The Sociology subject area at the University of Glasgow are pleased to announce that this year Professor Nancy Fraser will be giving our annual Frisby Memorial Lecture.
Speaker: Professor Nancy Fraser (University of Cambridge and New School for Social Research) on “Behind Marx’s ‘Hidden Abode’: Toward and Expanded Conception of Capitalism”
Wednesday 12 February 2014, 16:30-18:30
Established in 2012 in recognition of our colleague Professor David Frisby, the lecture is an opportunity to hear from an internationally renowned sociologist. Thus far we have had Professors Richard Sennett and Erik Olin Wright giving the lectures and we are delighted to welcome Professor Fraser this year. Professor Fraser is currently Diane Middlebrook/Carl Djerassi Professor of Gender Studies at the University of Cambridge and Loeb Professor of Philosophy and Politics at the New School for Social Research. She is well known for her work on justice and inequality as well as Marxist and Feminist theory. Her many publications include The Radical Imagination: Between Redistribution and Recognition (2003), Scales of Justice: Reimagining Political Space in a Globalizing World (2007) and Fortunes of Feminism: From State-Managed Capitalism to Neoliberal Crisis (2013).
The current sense of crisis – in economy, ecology, politics, and society – is prompting many critical theorists to revisit the problem of capitalism. I salute this return to core issues of social theory after a period of neglect. But received understandings of capitalism are not adequate to 21st century conditions.
I propose, accordingly, to re-examine a basic theoretical question: How is capitalism best conceptualized – as an economic system, a form of ethical life, or an institutionalized social order? To answer this question, I will integrate some relatively familiar concepts from Marx with newer insights from feminist, ecological, and political theorizing.

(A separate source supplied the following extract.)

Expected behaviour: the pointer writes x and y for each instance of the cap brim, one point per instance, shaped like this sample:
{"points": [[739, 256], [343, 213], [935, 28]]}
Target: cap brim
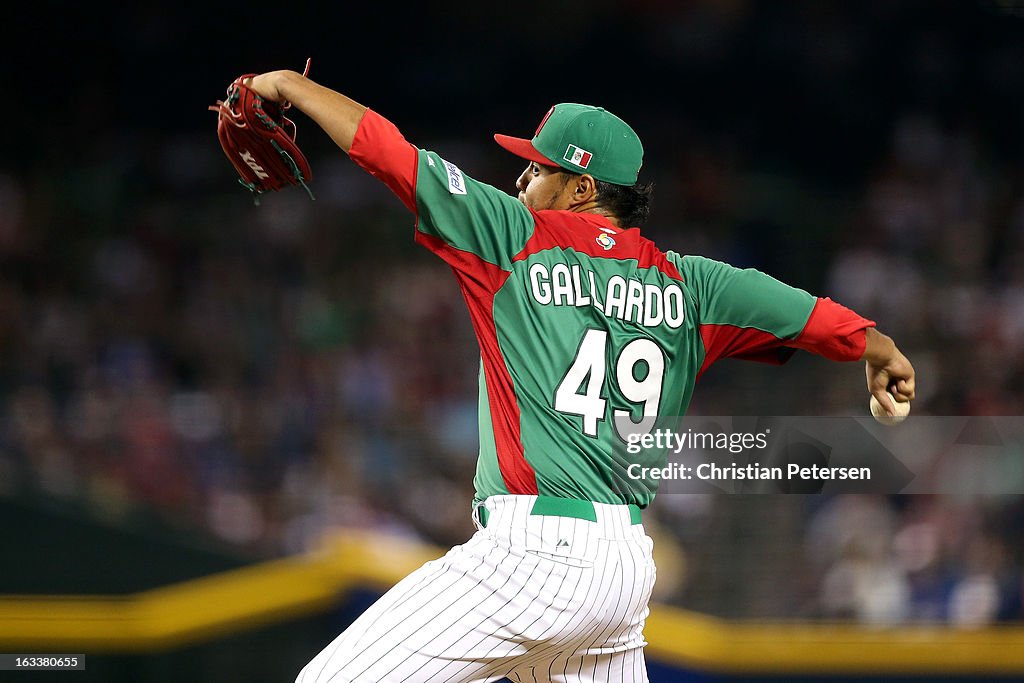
{"points": [[522, 147]]}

Whereas Marx sought the essence of capitalism by looking beneath the sphere of exchange to the “hidden abode” of production, I shall look behind production to abodes that are more hidden still. The result will be an expanded conception of capitalism able better to accommodate the multiplicity of crisis tendencies and social struggles that characterize the 21st century.
This is a public event and we would welcome all to attend.